Step 11 — The DECK-PLAYBOOK.md file
After scaffolding, drop a DECK-PLAYBOOK.md at the project root for the speaker to add their personal notes. Section 10 of the playbook is intentionally a TODO checklist for the speaker to fill in after the talk:
Each deck becomes feedback for the next deck. After 10 sessions, the playbook will be more accurate than the speaker's conscious memory.
Step 12 — Repository structure (the deliverable)
<deck-slug>/
├── package.json # @open-slide/core ^1.1.0
├── package-lock.json # locks exact versions (commit this)

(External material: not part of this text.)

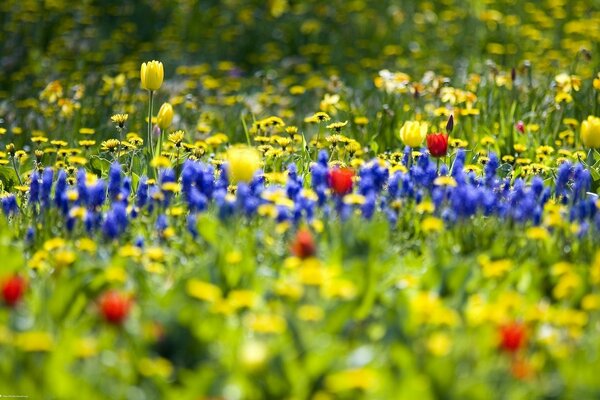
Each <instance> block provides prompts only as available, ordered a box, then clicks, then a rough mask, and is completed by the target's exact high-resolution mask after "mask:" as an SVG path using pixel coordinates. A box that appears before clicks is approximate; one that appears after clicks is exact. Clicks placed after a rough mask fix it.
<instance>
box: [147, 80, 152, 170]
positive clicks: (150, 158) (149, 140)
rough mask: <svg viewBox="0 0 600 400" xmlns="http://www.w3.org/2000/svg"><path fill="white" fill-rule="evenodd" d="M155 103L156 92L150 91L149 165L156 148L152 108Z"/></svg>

├── README.md # clone-and-run instructions
├── DECK-PLAYBOOK.md # this skill, distilled for the speaker
├── AGENTS.md / CLAUDE.md # symlinked open-slide rules + playbook link
├── open-slide.config.ts
├── slides/
│ └── <deck-id>/
│ ├── index.tsx # ALL slides in one file (typically 22–24)

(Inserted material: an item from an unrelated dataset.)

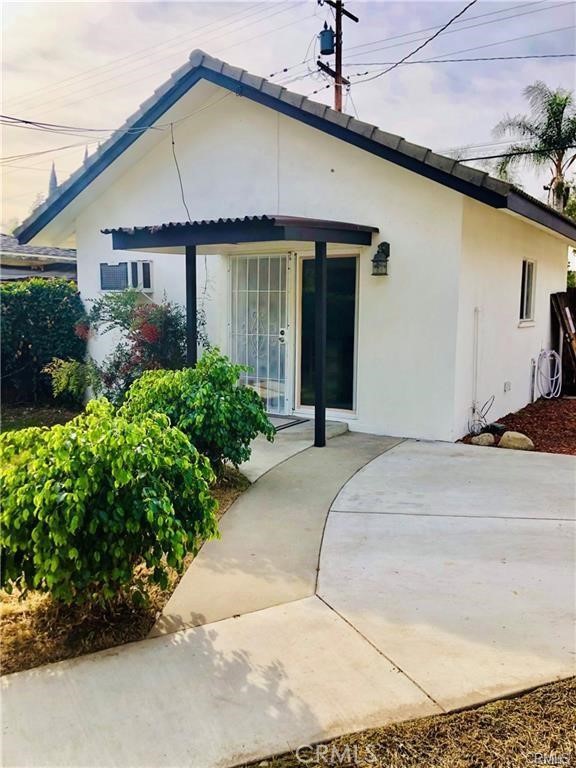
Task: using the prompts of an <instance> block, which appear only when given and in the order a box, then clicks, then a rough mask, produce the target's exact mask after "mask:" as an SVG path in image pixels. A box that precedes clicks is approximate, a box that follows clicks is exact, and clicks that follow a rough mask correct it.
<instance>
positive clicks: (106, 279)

│ └── assets/ # *.mp4 (videos) + *.png (nano-banana images)
└── .gitignore # node_modules, .env*, .DS_Store
Push to a private GitHub repo before the talk:
gh repo create <user>/<deck-slug> --private --source=. --remote=origin --push \
--description "..."
Reference implementation
The exact pattern this skill describes was implemented at:
https://github.com/hoodini/build-agents-that-ship (private — clone if you have access)
That repo includes:
- 24 production slides in one
index.tsx (~3000 lines)
- 5 HyperFrames-rendered MP4 videos
- 14 nano-banana cinematic backgrounds
- Reusable templates (UseCase, CaseStudy, LessonsGrid, JourneyBar, AtmosphericBg)
- The DECK-PLAYBOOK.md this skill is derived from
When unsure how to implement a pattern described in this skill, read the corresponding file in that repo.
Closing principle
The deck is for the audience, not for the speaker.
Every layer of polish — voice, story, visual, motion — exists to make the audience feel they're on a journey, that the lessons are theirs to take, and that the speaker respects their time and intelligence.
If a slide doesn't pass the "would this drop an aha-token in the audience's mind" test, cut or rewrite it. Hollywood, not corporate. Story, not summary. Flight, not boxes.